Al cabo de más de una hora, Pirko y Antonio empezaron a calmarse, y yo sabía que ella no iba a besarle como besan las abuelas cuando quieren comerse a sus nietos, y oí cómo Pirko le susurraba algo a Antonio, y él, rendido de nuevo y relajado, levantó la voz y me preguntó oye, rey de la selva, ¿estás despierto?, buen trabajo, la niña quiere volver contigo, y yo contesté que sí, que estaba despierto, y Pirko se levantó de la cama de Antonio y se vino otra vez a la mía, y pegó a mi cuerpo su cuerpo grande y hermoso, sus pechos pequeños, su vientre liso, su pubis un poco áspero, sus muslos musculosos y templados, finlandeses, nórdicos, escandinavos, y no se interesó lo más mínimo por lo fundamental, me susurró gracias, de verdad, mi amor, muchas gracias, me besó como besan las muchachas y los muchachos felices, me acariciaba el pecho como lo acarician los muchachos y las muchachas agradecidos, apoyó la cabeza, quizás demasiado rubia, entre mi hombro y mi cuello, y noté unas gotas mojándome la clavícula, como si ella estuviera llorando. Le levanté un poco la cara, le limpié las lágrimas con mis dedos, la besé cuidadosamente en aquellos labios extraordinarios, la besé como hasta entonces, recién cumplidos los veintidós años, no había besado a nadie. Antonio roncaba.
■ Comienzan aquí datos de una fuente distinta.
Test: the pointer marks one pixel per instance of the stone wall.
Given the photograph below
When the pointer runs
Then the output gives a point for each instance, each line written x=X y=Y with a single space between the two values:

—No hemos comido ni un dulce —dijo Pilar.

Elegí un pequeño cono de hojaldre relleno de crema de chocolate. Y luego un tocino de cielo.

—Qué buenos. Más vale que mañana no me haga un análisis.

Mae West me dijo: «Encanto, los pasteles engordan horrores, y engordar es el camino más directo para llegar a Calle Mayor y terminar solterona para siempre, como la pobre Betsy Blair».